In above-mentioned technical proposal, in the step 7), each of random pore network model is solved using successive iteration method Node voltage:
7.1) initial value is assigned to node:
Being set in flow direction in square mesh is from left to right Far Left boundary node assignment voltage V1, rightmost Boundary node assignment voltage V2, remaining node valuation is 0;
7.2) equation is established:
For being assigned a value of 0 node in square mesh, following relationship is met according to Kirchoff current law:
In formula (9), Vi,jFor the voltage of node (i, j), V;g(i, j~i, j)For the tube bank conductivity of node (i, j~i, j), S/ m;
Then, relational expression all is listed according to Kirchoff current law to each of network node, obtains equation number The system of linear equations equal with number of nodes:
In formula (10), Vi,jFor the voltage of node (i, j), V;g(i, j~i, j)For the tube bank conductivity of node (i, j~i, j), S/m;
Formula (10) is deformed again, is obtained:
In formula (11), Vi,jFor the voltage of node (i, j), V;g(i, j~i, j)For the tube bank conductivity of node (i, j~i, j), S/m;
7.3) it iteratively solves:
After every progress an iteration solution, V will be obtained1Value and V2Value substitutes into formula (3) and calculates input current in network With output size of current, when equal or its difference meets the error precision of setting to input current with output electric current, iterative calculation Terminate.
In above-mentioned technical proposal, in the step 7.3), at calculate node (i, j), left side point (i-1, j) and lower edge point The voltage of (i, j-1) is replaced using the voltage value that previous step is sought, and meets following relationship:
In formula (12), Vi,jFor the voltage of node (i, j), V;g(i, j~i, j)For the tube bank conductivity of node (i, j~i, j), S/m。

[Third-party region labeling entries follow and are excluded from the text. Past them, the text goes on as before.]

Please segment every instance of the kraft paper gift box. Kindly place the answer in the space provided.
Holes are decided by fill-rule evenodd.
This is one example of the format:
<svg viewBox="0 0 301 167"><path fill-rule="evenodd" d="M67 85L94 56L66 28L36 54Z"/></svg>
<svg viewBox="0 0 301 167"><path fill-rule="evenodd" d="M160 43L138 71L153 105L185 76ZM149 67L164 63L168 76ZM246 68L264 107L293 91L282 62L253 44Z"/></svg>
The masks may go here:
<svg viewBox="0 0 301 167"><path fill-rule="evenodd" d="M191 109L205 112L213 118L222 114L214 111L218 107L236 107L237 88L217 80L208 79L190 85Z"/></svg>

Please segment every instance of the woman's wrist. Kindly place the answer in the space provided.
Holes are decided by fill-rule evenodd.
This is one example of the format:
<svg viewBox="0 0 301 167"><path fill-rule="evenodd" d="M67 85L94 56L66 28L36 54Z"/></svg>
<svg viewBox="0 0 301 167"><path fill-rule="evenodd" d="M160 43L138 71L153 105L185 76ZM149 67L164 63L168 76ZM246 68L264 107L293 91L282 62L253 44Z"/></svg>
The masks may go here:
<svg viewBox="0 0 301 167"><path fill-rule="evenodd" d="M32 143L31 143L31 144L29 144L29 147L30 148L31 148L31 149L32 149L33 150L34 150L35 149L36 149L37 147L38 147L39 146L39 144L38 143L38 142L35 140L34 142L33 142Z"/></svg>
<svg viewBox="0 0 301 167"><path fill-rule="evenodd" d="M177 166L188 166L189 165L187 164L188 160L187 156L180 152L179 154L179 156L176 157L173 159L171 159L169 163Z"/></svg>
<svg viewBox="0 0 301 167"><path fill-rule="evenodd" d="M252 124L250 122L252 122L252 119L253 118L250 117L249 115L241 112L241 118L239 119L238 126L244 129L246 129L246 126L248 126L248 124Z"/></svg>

In above-mentioned technical proposal, in the step 7.3), at calculate node (i, j), left side point (i-1, j) and lower edge point The voltage of (i, j-1) is replaced using the voltage value that previous step is sought, and is introduced relaxation factor e, is met following relationship:
In formula (13), e indicates relaxation factor, e=1~2;Vi,jFor the voltage of node (i, j), V;g(i, j~i, j)For node The tube bank conductivity of (i, j~i, j), S/m.
Compared with prior art, there are following advantages by the present invention:
First, random pore network model of the invention considers various shapes pore throat, further to true core Pore throat type can deepen the understanding to reservoir rock internal pore structure, further investigation reservoir rock fluid flowing.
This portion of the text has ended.